ISCHIA E I MALTI PER LA BIRRA

Categoria: Articoli in prima Pagina Scritto da Rosa Regine / November 18, 2019

Amanti della birra? Astemi ma curiosi? Oggi vi raccontiamo l’esperienza di alcuni ragazzi che hanno deciso di trasformare la passione per questa bevanda in un lavoro. O quasi. Abbiamo intervistato uno dei “Malti per la birra”.

D. Ciao Giovan Giuseppe, svelaci quando è nato il concept di Malti per la birra.

R. L’idea di sviluppare un sito è nata dalla passione del sottoscritto (e di altri due amici, suoi ex coinquilini nella Capitale) per il movimento legato alla birra artigianale in Italia che, seppur lentamente e tra tante difficoltà, sta incontrando il favore del pubblico con una diffusione a macchia d’olio.

Abbiamo iniziato anche noi col ricercare un qualcosa di nuovo in una città, qual è Roma, che si è aperta più di altre a questa realtà. Non eravamo consapevoli di esserci inseriti in una macchina mossa da logiche molto complesse e difficili da comprendere.

In Italia ci sono oltre 1.200 brand/marchi cui non corrispondono, nei fatti, necessariamente prodotti qualitativamente apprezzabili ma, al contrario, l’artigianalità ha reso la birra che ne deriva come un prodotto elitario, di nicchia (per via dei costi altissimi) e non sempre apprezzabile. Tra un gelato artigianale molto scadente proposto al pubblico per raggiungere un obiettivo meramente economico ed un comunissimo prodotto industriale preferirei di gran lunga il secondo. Allo stesso modo, traslando questo esempio ed applicandolo al mondo della birra, opterei per una birra industriale fatta con determinati crismi (vedi le birre belghe da 8-9 euro al litro) piuttosto che provare qualcosa di nuovo.
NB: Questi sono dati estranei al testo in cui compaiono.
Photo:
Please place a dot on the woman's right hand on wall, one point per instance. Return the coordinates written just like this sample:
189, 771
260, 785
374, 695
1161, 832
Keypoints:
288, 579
Tutto questo porta le persone ad un rapido sillogismo: la birra artigianale di Tizio fa schifo; tutte le birre artigianali fanno schifo e costano tanto; conclusione: mai più birre artigianali. Eppure parliamo di 10.000 etichette diverse.   

D. Da chi è composta la squadra dei Malti? Siete solo amatori o c’è qualche professionista tra voi?

R. Siamo tre ragazzi di cui io, con i miei 31 anni, sono il più giovane (e questo la dice lunga sull’appropriatezza del termine ragazzi per descrivere le nostre persone). I miei colleghi sono Donato Migliore e Pietro Deison che, in verità, non ha mai partecipato in maniera particolarmente attiva.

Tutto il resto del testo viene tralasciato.